Au Niger travailler dans la presse est un véritable sacerdoce. En plus du déficit d’un réseau de distribution fiable, d’autres aléas viennent compliquer la situation des vrais acteurs des médias. Tenez : des ambassades et bien d’autres institutions publiques et privées préfèrent s’abonner auprès des petits vendeurs à la criée en lieu et place des services commerciaux des journaux.
C’est cette scabreuse affaire dite ‘’panama papers’’ qui vient de lever un coin de voile sur certaines pratiques sulfureuses au détriment de notre corporation. En effet, à la parution du journal L’événement avec son scoop mettant en cause le patron de Rimbo qui serait un abonné des paradis fiscaux, Monsieur X avait décidé d’acheter toute l’édition du journal censée être sur le marché. Ce qui fut fait.
En dehors des abonnés réguliers de L’événement qui avaient reçu leur journal, ce dernier était introuvable. Un confrère avait insinué que c’est la direction de L’événement qui l’aurait retiré. Ce qui est archifaux. Un véritable dommage pour les lecteurs qui ont été privés de ce numéro à scandale.
A la guerre comme à la guerre (j’allais dire au marché comme au marché), quand on met une marchandise sur le marché la moindre des choses c’est d’avoir son juste prix. Et quel patron de presse se réjouirait d’apprendre qu’il a fait zéro invendu ? C’est ainsi qu’on se demande combien X a dû débourser pour priver les citoyens de ce journal paru lundi dernier.
Sans vouloir verser dans une polémique oiseuse, je pense qu’il urge au nom du droit du public à l’information de doter notre pays d’un réseau de distribution des journaux moderne, digne de ce nom. Aujourd’hui c’est une vérité qui crève l’œil : les 99% de la presse nationale restent à Niamey au détriment des autres régions du pays. Une vraie injustice du fait simplement d’un dysfonctionnement, ou disons-le tout net, d’un manque d’une structure de distribution rationnelle qui puisse desservir l’ensemble du territoire national.

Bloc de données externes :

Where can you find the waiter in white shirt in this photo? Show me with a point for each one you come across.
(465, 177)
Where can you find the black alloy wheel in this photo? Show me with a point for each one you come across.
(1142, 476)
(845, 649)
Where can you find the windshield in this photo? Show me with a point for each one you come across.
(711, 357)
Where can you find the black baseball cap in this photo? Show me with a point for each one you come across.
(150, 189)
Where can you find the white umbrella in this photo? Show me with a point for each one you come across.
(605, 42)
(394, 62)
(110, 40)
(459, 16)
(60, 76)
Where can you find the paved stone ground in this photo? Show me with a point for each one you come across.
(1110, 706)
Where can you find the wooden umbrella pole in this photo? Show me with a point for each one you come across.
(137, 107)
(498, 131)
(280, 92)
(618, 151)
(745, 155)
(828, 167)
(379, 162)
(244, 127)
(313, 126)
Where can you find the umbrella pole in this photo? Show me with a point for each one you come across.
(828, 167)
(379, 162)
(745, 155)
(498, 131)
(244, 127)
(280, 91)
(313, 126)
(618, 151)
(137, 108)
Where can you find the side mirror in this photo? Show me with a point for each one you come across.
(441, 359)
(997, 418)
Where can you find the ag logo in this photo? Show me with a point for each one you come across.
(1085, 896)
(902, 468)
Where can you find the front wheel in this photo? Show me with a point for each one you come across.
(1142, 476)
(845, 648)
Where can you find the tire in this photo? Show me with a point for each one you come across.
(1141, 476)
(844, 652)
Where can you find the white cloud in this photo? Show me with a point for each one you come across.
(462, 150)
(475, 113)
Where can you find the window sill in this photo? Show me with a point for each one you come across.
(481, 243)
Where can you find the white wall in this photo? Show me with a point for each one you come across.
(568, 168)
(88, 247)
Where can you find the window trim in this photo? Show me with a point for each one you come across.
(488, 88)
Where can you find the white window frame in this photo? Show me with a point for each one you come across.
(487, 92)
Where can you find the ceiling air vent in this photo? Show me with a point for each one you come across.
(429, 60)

Je sais qu’il existe déjà des bonnes volontés qui oeuvrent pour inverser la tendance à savoir assurer la desserte au plan national. Mais ces porteurs de ce projet ont besoin d’être accompagnés. C’est ici le lieu d’interpeller le nouveau bureau de la maison de la presse pour tenir compte de ce dilemme de la presse nationale à savoir la distribution en temps réel comme source de revenus certaine dans l’économie de la presse. Nous avons besoin d’une structure de la dimension d’Edipresse comme en Côte-d’Ivoire ou au Sénégal. Certes ces derniers temps même là-bas, l’économie de la presse est en chute libre mais au moins la situation est de loin plus reluisante que chez nous où une fois loin de Niamey, on se voit couper de la presse.
Pourtant ce trait d’esprit de Thomas Jefferson reste et demeure pertinent : « Puisque l’opinion du peuple constitue le fondement de notre gouvernement, notre premier objectif devrait être de bien l’informer ; et si je devais choisir entre un gouvernement sans journaux ou des journaux sans gouvernement, je retiendrais sans hésiter la seconde solution ».
J’accuse simplement les acteurs à tous les niveaux (corporation de la presse, CSC, et bien d’autres partenaires) qui ont laissé perdurer un problème structurel pour une presse viable. Ce n’est pas étonnant de constater aujourd’hui la baisse du tirage des journaux qui passe pour la majorité à 500 exemplaires au lieu de 3000 ou 2000 au printemps de la presse au Niger.
Et que dire de ces fonctionnaires qui lisent honteusement dans les ministères des journaux à 25f avec la complicité des vendeurs à la criée. Exiger une presse libre et indépendante c’est aussi contribuer à une saine économie de la presse constituée essentiellement de sa vente, la publicité et les abonnements.
On ne le dira jamais assez, au Niger tout est prioritaire. Il faut aussi sauver la presse nigérienne… et aussi ceux qui veulent y travailler honnêtement et sincèrement. Seul gage d’une presse à la hauteur de nos défis de bonne gouvernance pour informer, éduquer et sensibiliser les citoyens sur les enjeux nationaux. Autrement, l’on verra toujours se perpétuer le spectacle désolant d’une presse fade et ininteressante. Des vraies feuilles de choux.